Considering the way today started off, it really did turn out to be a wonderful Monday! I had my microscope session at 8:00 this morning. Since I was fully aware of this, I set my alarm for early this morning. Unfortunately, sometime during the night, I guess the power went out because I woke up at 7:59 (by my watch.) It's really nice to know that I still can get ready in 5 minutes flat! I hurried to class, praying all the way that something happened to make the session start late, and, lo and behold, it did! Our instructor for today had forgotten he had the session to teach, so he was late too! So that worked out exteremely well for me! After that I was such a good study girl; I went and studied pictures for Pathology for about an hour and a half. Then it was on to Immunology, too exciting. Then I made the best lunch omlette out of the leftover fajita fixings from last night...wonderful. Pathology class was pretty good, and the medical examiner presentation today was really disturbing, but fascinating. My new mix tape made me simply fly through my workout, and traffic was very light today for some reason. I am truly blessed today! The only damper came when I talked to my Dad today. Apparently he is planning on coming to visit next weekend, which would be fine, except that I'm going to see Kevin for the first time in a while that very same weekend. I told Dad this, so he said that we'll probably just have dinner or something, but I could tell he was a little disappointed. I feel bad, but if I don't get to see Kevin soon, I'm going to go insane. There is no way I could postpone seeing him; I don't even want to try. It will be hard enough just suffering through dinner, waiting to be alone with him! Oh well, things ususally have a way of working themselves out, so hopefully this will all resolve itself. As much as I hate to stop rambling, I really should get going.

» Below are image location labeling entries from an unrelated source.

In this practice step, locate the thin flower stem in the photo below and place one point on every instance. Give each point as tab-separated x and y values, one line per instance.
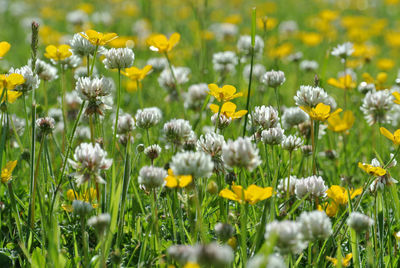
249	91
32	200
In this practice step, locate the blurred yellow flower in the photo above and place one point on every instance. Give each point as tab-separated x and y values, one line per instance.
4	48
337	124
6	172
252	194
97	38
371	170
344	82
137	74
311	39
225	93
321	112
58	53
173	181
228	109
385	64
191	265
161	43
345	261
395	137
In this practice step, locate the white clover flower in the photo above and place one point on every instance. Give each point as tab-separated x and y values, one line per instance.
70	62
182	253
291	143
258	71
310	96
77	17
272	136
241	153
293	116
365	87
224	31
89	161
289	237
158	64
308	65
92	89
274	78
44	70
152	177
343	51
225	62
359	222
197	164
376	107
314	186
195	96
81	46
265	117
148	117
166	80
382	181
100	223
211	143
295	57
214	255
315	225
103	17
32	80
119	58
152	151
81	71
244	45
126	123
283	186
177	130
82	132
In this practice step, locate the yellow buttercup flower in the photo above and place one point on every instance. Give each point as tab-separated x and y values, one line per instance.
173	181
338	124
371	170
137	74
344	82
161	43
97	38
395	137
397	97
252	194
4	48
345	261
88	196
10	81
385	64
58	53
7	83
321	112
225	93
6	172
228	109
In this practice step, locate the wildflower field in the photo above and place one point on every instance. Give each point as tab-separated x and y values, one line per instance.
199	133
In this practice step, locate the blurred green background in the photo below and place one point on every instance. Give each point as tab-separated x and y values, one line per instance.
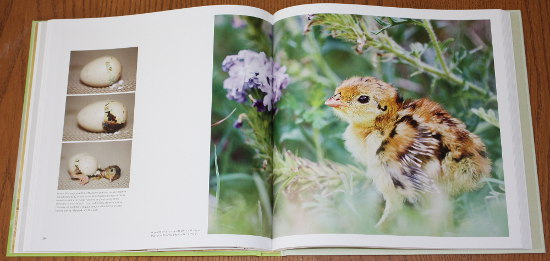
240	193
319	188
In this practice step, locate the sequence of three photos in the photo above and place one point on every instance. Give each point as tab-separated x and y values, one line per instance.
99	120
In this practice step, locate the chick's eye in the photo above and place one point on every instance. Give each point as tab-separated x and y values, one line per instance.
363	99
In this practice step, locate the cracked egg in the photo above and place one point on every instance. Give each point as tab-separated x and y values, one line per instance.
103	116
83	163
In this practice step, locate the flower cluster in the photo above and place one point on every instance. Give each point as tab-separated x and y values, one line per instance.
250	71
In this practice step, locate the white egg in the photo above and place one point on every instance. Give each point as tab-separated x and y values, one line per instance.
101	72
103	116
83	163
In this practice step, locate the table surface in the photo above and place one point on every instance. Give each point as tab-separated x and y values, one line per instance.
15	26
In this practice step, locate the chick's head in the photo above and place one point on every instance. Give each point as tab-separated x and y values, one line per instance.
361	100
112	173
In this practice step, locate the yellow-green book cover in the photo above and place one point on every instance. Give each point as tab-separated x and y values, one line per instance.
318	130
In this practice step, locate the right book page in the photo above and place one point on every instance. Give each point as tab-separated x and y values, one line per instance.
399	128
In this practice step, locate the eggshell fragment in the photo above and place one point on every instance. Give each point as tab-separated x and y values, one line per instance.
103	116
101	72
83	163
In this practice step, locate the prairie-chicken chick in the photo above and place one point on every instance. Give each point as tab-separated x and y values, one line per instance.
409	147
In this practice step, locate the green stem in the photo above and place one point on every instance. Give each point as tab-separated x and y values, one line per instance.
413	61
318	146
428	26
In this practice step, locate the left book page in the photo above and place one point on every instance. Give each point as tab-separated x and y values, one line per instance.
126	137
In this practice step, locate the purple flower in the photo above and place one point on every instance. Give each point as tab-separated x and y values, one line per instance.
238	124
251	70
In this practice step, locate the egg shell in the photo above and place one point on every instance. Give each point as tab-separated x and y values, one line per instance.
102	116
101	72
83	163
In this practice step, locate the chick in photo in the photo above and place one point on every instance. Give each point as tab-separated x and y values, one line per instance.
412	149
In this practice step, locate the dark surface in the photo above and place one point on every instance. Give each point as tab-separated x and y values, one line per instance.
15	26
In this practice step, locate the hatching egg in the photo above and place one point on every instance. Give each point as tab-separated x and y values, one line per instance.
103	116
101	72
83	163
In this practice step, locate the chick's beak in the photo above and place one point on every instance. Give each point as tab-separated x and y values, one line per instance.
334	102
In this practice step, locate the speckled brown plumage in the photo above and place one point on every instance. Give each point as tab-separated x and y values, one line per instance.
409	147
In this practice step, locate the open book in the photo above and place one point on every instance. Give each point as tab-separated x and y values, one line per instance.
321	129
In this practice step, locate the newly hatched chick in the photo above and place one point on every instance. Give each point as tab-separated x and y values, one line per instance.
409	147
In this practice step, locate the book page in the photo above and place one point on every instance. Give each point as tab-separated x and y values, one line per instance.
398	129
128	147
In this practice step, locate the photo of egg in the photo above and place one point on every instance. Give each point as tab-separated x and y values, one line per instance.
102	71
95	165
103	116
99	117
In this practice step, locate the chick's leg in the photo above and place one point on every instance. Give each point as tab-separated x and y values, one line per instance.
393	203
81	177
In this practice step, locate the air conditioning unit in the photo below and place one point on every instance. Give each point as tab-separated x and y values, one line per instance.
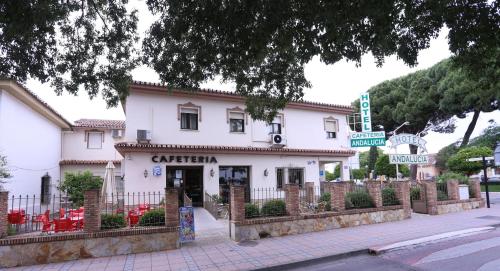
278	140
116	133
143	136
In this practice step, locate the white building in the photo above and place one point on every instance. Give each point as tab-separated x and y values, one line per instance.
31	138
202	140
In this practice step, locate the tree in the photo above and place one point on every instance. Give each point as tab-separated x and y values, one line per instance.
75	184
4	170
383	167
74	45
263	45
458	162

I will study tonight, I will study tonight...I MUST study tonight! :0P


August 16, 1998

It is amazing how productive I can be when I actually try! I was very busy today, but I got a lot done. I woke up around 9 and finished up some cleaning that I didn't do yesterday. Then my computer freaked out on me, so I fiddled with that for a long, long time. It still says that there is some kind of problem with the registry, no matter how many times I restart or do everything that I am supposed to do. Although the window keeps popping up, I can still use my computer like I always have, so I'm going to ignore it for now. If I have to, I'll run the program recovery CD, but that would suck because I'd lose all of the applications I've put on it. This means that I would have to start all over from scratch, not something that I have time to do at the moment! After I got that squared away, I made lunch and finished up the rest of my mix tape (it is so awesome!) I was pleasantly surprised when Kev called this morning; he is such a doll. It is 7 months for us today...unbelieveable. So Kev managed once again to put a smile on my face, which has remained there for the rest of the day! I went to our Pathology review, which was helpful. It actually made me get motivated to study. I went to the gym and tried out my new tape...I love it! Now, here I sit, typing the chronicles of my oh so exciting days for all 2 people that read them. I have so much fun doing these entries though! As usual, my stomach is dictating my actions at this time of the day, so I must go agonize over the contents of my refrigerator. Decisions, decisions, decisions.